Personal Emails From the CEO
We automatically send out personal messages from my email address to each user at different points in their life cycle. These emails ask for feedback, if the user has any questions, and more. Not only have we received fantastic feedback, but we’ve re-engaged a tremendous number of users for the simple fact that we aren’t afraid to build relationships with our customers.
We performed what we called a Golden Motion Analysis, which revealed customer behaviors that make our product stick. This analysis used information about customers who stayed, customers who didn’t and what differed between them. Once we knew the Golden Motions that led people to stay, we introduced guided tours that helped customers adopt those behaviors.
A Department for Customer Success
We formed a department that operates on an island, in that it doesn’t report to sales or services. I have some oversight but ultimately it has autonomy. Its sole charge is to get the client what they paid for. We believe in hyper–value and want to make sure our clients get it. Customer Success Directors, as they are called, benchmark our progress against our SOW and in terms of revenue.
We’ve made it a point to call all customers who don’t move forward with our service, as well as those who do to learn about their experience. We’re genuinely interested in what’s working and what isn’t, and that’s helped us improve our product.

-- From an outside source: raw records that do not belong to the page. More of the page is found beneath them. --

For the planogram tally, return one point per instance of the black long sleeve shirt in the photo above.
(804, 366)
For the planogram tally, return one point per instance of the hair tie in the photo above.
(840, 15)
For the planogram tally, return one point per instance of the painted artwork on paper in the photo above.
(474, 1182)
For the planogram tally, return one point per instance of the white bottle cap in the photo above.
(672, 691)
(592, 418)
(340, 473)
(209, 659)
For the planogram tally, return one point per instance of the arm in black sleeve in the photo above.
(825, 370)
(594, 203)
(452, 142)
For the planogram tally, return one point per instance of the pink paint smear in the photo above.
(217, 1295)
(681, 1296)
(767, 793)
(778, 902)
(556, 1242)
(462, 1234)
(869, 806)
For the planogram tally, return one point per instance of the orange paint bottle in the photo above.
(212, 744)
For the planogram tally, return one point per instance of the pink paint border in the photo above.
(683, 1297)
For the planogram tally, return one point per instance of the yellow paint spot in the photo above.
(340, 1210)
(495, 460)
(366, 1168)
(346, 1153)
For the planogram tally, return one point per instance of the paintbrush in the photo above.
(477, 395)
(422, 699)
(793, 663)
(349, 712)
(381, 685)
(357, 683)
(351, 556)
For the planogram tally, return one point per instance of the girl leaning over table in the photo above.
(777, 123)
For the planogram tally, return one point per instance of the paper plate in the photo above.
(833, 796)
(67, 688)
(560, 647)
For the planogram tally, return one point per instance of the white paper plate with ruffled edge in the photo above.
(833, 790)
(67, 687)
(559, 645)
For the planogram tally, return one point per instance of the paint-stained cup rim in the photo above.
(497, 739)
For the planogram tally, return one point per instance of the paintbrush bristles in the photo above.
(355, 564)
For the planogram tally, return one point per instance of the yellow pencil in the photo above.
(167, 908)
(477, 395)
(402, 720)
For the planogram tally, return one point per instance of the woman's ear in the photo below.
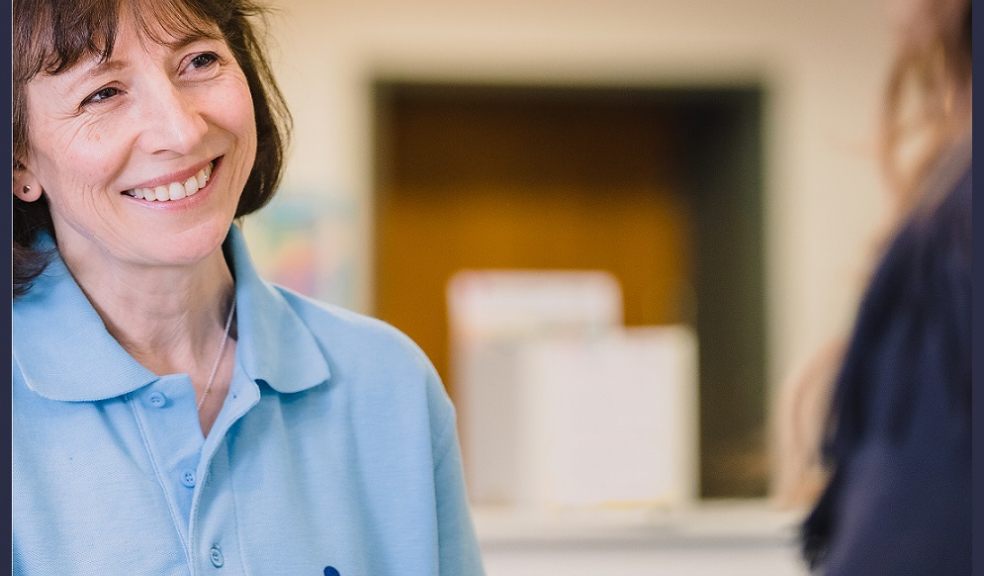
(25, 186)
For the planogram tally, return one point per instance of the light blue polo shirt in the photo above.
(335, 452)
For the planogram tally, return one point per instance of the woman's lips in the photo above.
(177, 190)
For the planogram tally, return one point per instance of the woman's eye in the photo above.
(204, 60)
(101, 95)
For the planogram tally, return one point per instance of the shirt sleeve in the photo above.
(459, 553)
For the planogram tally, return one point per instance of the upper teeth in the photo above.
(175, 190)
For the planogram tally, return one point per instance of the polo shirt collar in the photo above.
(275, 345)
(65, 352)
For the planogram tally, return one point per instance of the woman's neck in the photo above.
(171, 319)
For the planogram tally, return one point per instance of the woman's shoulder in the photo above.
(351, 336)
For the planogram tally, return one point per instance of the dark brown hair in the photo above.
(51, 36)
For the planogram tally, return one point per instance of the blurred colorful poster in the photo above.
(303, 241)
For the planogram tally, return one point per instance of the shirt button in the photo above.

Constantly Improve the Product
It’s both a blessing and a curse to be an early stage software company. We had early alpha testers and prospects turn us down because our product didn’t meet their needs yet. We make sure to check in with those prospects about improvements to our product, even if it’s months later. Because our product is developing so quickly, many are interested the second time around.
Letters From the Founder
I try to reach out to all of our partners regularly. But I don’t reach out just because it’s the right thing to do. I reach out because I genuinely care about our partnership and helping their organizations grow. I think that genuine care always shines through. That’s why it’s so important to do something you love. It’s always easy to provide great client service if you love what you’re doing!